Jan may have hit this on the head; I missed the suggestion he cited. I have been ruminating about this; the "atrocity" seemed odd to me. To those who do not know him, "AOK4' is an exceptional, published scholar of the German Army of WW I.
The psychology of the event seemed all wrong to me. The Germans had just used a new weapon and easily drove the British out of their positions. I would think the prevailing mood among the Germans would be pleasure or even glee, not hate and bitterness. Some also may have been embarrassed or ashamed of having used a weapon that might have seemed unmanly. But not bitter hatred. I also agree with his assessment of the attitude of German officers; better that it was expressed by a non-German.
The prank hypothesis is probably what happened. The Germans, having skunked the Brits, were having some fun. Possibly they used the officer's uniform? I was also wondering how two or three men could wave a corpse that, with kit, might have even weighed 160 or 180 pounds on the ends of their rifles. They might have even broken their rifles; they are not made for such abuse. Even actually bayonetting someone might only involve a force of 10 to 25 pounds max., with dynamics, the stunt with a real corpse, with dynamic loads (pardon the mechanical engineer slipping out) could easily put a 100 pound load on the end of the rifle, easily breaking the fore-stock.
Mark, please be assured that Ralph, who I have had off-forum exchanges with, is a real gentleman and I am sure was not impunging your scholarly nature or instincts.

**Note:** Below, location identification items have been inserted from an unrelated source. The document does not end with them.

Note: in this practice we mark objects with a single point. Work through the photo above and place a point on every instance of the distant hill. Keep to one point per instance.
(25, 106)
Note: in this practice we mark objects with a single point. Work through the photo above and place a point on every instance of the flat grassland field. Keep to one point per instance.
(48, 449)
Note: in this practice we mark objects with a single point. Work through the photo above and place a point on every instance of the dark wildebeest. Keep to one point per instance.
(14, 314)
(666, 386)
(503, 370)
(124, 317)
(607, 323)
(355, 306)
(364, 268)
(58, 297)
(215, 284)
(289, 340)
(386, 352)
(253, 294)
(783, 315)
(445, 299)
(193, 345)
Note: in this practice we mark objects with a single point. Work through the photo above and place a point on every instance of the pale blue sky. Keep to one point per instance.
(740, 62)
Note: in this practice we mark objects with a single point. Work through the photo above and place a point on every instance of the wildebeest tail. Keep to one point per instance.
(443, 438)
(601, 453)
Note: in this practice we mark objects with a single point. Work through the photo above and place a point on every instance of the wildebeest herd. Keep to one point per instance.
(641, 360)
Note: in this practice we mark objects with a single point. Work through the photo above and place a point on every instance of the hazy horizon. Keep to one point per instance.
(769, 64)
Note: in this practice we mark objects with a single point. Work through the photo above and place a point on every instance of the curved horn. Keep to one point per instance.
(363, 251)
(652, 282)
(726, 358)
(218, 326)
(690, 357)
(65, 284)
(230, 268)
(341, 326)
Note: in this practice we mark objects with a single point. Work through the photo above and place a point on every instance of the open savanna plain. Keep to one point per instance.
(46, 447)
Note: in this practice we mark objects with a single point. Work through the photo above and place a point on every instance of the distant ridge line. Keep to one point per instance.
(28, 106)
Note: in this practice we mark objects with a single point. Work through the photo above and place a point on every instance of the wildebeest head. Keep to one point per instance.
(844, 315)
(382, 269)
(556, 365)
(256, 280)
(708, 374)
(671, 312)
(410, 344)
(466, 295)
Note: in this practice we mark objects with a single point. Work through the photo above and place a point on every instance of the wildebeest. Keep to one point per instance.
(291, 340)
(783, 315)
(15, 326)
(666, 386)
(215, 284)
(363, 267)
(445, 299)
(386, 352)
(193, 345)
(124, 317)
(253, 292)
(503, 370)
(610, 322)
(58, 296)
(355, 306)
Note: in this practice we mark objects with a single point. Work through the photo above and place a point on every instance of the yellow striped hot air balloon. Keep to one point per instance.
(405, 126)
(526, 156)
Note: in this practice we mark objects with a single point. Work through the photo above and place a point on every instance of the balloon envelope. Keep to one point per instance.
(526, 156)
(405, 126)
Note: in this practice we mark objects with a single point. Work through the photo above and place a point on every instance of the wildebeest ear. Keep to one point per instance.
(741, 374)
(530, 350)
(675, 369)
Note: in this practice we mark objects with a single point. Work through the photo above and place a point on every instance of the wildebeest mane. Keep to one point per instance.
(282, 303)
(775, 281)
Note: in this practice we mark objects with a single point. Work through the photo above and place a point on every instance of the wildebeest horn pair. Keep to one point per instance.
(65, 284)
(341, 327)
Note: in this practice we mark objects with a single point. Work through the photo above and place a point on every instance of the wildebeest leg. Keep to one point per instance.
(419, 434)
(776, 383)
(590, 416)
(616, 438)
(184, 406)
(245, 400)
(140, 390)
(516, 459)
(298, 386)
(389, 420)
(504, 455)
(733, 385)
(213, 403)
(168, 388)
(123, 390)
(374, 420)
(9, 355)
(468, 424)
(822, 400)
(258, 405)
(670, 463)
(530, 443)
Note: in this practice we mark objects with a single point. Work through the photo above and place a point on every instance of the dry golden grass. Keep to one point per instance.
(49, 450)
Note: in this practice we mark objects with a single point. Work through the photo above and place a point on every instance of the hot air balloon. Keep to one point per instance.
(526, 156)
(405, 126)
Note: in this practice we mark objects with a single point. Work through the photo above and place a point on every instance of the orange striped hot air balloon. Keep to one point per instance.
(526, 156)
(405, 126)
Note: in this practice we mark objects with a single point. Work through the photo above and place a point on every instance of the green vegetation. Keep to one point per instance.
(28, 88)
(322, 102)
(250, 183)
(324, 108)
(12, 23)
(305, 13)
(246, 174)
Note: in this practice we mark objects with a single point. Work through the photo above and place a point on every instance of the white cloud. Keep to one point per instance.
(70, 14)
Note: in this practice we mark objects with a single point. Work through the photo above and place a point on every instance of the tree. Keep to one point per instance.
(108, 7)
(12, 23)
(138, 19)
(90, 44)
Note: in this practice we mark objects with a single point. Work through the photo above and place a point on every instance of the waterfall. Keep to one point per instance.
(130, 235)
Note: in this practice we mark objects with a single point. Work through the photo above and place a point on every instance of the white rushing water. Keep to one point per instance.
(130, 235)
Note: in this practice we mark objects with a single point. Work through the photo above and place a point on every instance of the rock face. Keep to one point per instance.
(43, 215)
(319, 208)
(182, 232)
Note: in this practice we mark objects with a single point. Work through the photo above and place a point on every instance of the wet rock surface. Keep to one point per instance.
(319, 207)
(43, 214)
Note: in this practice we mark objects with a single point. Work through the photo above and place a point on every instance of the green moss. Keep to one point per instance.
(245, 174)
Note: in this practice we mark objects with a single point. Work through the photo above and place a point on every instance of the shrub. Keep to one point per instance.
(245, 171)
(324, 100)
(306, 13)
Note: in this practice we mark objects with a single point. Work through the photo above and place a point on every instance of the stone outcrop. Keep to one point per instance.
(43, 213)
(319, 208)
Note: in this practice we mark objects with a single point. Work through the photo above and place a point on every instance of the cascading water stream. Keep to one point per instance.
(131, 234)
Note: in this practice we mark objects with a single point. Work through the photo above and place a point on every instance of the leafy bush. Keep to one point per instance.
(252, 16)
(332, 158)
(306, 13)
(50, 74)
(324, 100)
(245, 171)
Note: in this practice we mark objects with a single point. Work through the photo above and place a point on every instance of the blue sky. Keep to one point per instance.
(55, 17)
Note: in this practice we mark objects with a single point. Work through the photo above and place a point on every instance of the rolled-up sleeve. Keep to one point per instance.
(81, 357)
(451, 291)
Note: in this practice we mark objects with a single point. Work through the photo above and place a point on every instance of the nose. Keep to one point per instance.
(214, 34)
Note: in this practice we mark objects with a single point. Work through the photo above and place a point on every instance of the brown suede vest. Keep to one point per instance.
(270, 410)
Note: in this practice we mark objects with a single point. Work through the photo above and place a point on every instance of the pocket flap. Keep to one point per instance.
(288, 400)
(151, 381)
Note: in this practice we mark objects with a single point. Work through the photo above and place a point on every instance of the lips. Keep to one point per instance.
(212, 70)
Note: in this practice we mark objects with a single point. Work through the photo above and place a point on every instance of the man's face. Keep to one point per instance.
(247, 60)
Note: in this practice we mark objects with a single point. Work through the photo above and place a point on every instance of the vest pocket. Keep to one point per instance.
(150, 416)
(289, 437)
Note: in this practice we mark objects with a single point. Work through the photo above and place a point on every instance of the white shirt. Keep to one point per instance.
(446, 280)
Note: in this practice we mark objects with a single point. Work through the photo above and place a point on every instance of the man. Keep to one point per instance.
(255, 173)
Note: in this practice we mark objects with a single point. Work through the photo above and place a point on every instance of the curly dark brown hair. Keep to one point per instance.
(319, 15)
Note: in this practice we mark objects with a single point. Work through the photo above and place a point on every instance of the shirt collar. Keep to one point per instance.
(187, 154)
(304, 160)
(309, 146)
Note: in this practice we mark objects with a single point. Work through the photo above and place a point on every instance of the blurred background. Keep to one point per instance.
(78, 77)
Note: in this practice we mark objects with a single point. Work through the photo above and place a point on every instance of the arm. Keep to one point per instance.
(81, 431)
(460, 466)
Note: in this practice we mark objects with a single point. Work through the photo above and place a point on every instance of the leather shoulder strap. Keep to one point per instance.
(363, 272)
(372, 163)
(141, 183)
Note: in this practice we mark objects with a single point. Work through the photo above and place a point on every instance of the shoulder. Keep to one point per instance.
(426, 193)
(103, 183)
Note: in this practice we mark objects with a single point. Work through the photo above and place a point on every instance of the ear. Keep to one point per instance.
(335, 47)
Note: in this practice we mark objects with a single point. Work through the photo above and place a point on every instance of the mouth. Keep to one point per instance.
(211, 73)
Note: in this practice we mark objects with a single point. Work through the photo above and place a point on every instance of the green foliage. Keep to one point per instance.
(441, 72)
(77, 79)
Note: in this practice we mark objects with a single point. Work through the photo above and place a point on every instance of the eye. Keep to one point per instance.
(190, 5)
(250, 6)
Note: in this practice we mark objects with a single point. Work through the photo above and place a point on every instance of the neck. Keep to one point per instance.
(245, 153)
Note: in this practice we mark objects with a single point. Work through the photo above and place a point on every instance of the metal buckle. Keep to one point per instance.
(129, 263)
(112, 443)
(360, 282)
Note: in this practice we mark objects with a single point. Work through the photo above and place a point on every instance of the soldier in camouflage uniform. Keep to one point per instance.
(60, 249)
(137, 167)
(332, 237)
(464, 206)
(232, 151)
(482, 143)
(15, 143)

Until the prank explaination surfaced I was thinking that Corporal Holmes might have been approached by a psywar officer and asked to plant a story to tone up the home folks about the enemy. Certainly the British did a lot of "disinformation" during the war to, in particular, inflame American public opinion. But I have not heard about anything like that. Certainly after having been subjected to the largest flame attack of the war, to date, the British troops in the area must not have been in a good mood and would have been receptive to something like that. But I think that the prank idea leads the pack, and an actual atrocity having occurred is running in third place.